Before applying the t-SNE algorithm on the dataset we must standardize the data. As we know that the t-SNE algorithm is a complex algorithm which utilizes some complex non-linear methods.
from sklearn.preprocessing import StandardScaler
standardized_data = StandardScaler().fit_transform(df)
print(standardized_data.shape)
Output:
(70000, 785)
Now let's reduce the 784 columns data to 2 dimensions so that we can create a scatter plot to visualize the same.
data_1000 = standardized_data[0:1000, :]
labels_1000 = l[0:1000]
model = TSNE(n_components = 2, random_state = 0)
tsne_data = model.fit_transform(data_1000)
tsne_data = np.vstack((tsne_data.T, labels_1000)).T
tsne_df = pd.DataFrame(data = tsne_data,
columns =("Dim_1", "Dim_2", "label"))
sn.scatterplot(data=tsne_df, x='Dim_1', y='Dim_2',
hue='label', palette="bright")
plt.show()
Output:

The scatter plot above shows how t-SNE has mapped the MNIST dataset into a 2D space. The points are grouped by digit and we can see that similar digits (like 1s or 7s) are clustered together making it easier to identify patterns and relationships in the data.
Advantages of t-SNE
- Great for Visualization: t-SNE is particularly used to convert complex high-dimensional data into 2D or 3D for visualization making patterns and clusters easy to observe.

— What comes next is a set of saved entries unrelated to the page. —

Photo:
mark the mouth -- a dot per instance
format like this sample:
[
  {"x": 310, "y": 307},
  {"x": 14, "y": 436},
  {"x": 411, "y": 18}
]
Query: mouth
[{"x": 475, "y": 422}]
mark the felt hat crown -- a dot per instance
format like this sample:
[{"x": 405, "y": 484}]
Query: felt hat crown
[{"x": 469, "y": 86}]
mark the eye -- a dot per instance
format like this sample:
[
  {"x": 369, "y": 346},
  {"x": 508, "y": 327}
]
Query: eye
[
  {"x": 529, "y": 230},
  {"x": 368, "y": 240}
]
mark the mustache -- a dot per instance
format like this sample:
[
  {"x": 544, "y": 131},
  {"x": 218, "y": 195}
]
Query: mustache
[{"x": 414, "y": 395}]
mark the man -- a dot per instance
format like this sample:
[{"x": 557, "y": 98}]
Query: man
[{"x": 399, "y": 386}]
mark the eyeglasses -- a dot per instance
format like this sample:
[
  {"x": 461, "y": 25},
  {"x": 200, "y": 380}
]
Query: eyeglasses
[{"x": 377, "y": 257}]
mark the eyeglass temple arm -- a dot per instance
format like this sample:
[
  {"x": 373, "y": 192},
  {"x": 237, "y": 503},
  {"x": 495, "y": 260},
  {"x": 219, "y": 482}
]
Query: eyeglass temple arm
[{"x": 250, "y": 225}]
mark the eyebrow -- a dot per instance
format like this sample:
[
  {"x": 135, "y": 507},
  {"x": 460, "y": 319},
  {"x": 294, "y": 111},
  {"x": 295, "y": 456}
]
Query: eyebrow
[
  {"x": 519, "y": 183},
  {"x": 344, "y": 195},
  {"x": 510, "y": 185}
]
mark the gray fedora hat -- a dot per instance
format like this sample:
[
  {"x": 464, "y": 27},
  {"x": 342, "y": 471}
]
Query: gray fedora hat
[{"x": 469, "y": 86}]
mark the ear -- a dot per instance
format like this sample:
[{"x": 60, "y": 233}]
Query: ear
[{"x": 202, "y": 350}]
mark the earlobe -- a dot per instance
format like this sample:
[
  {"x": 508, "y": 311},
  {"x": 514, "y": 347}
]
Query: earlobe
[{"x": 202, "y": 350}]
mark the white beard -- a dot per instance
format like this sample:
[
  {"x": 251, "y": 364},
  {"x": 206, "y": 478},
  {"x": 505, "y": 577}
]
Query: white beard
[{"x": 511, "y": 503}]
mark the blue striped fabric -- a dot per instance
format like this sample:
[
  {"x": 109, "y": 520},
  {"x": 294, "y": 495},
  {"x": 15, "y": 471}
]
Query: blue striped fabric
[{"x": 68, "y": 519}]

- Preserve Local Structure: Unlike linear techniques like PCA t-SNE focus on maintaining the local relationships between data points meaning similar data points remain close in the lower-dimensional space.
- Non-Linear Capability: It captures non-linear dependencies in the data which makes it suitable for complex datasets where linear methods fail.
- Cluster Separation: Helps in clearly visualizing clusters and class separability in datasets like MNIST making it easier for interpretation and exploration.
Disadvantages of t-SNE
- Computationally Intensive: t-SNE is slower and more computationally expensive compared to linear methods especially on large datasets.
- Non-deterministic Output: The output can vary with each run due to its randomness unless a fixed random_state is used.
- Not Scalable for Large Datasets: It struggles with very large datasets (e.g., millions of points) unless optimized or approximated versions are used.
- Not Good for Downstream Tasks: t-SNE is mainly for visualization and is not suitable for dimensionality reduction when feeding data into other ML algorithms.
- No Global Structure Preservation: It may distort global distances and structures in the data focusing more on preserving local neighborhoods.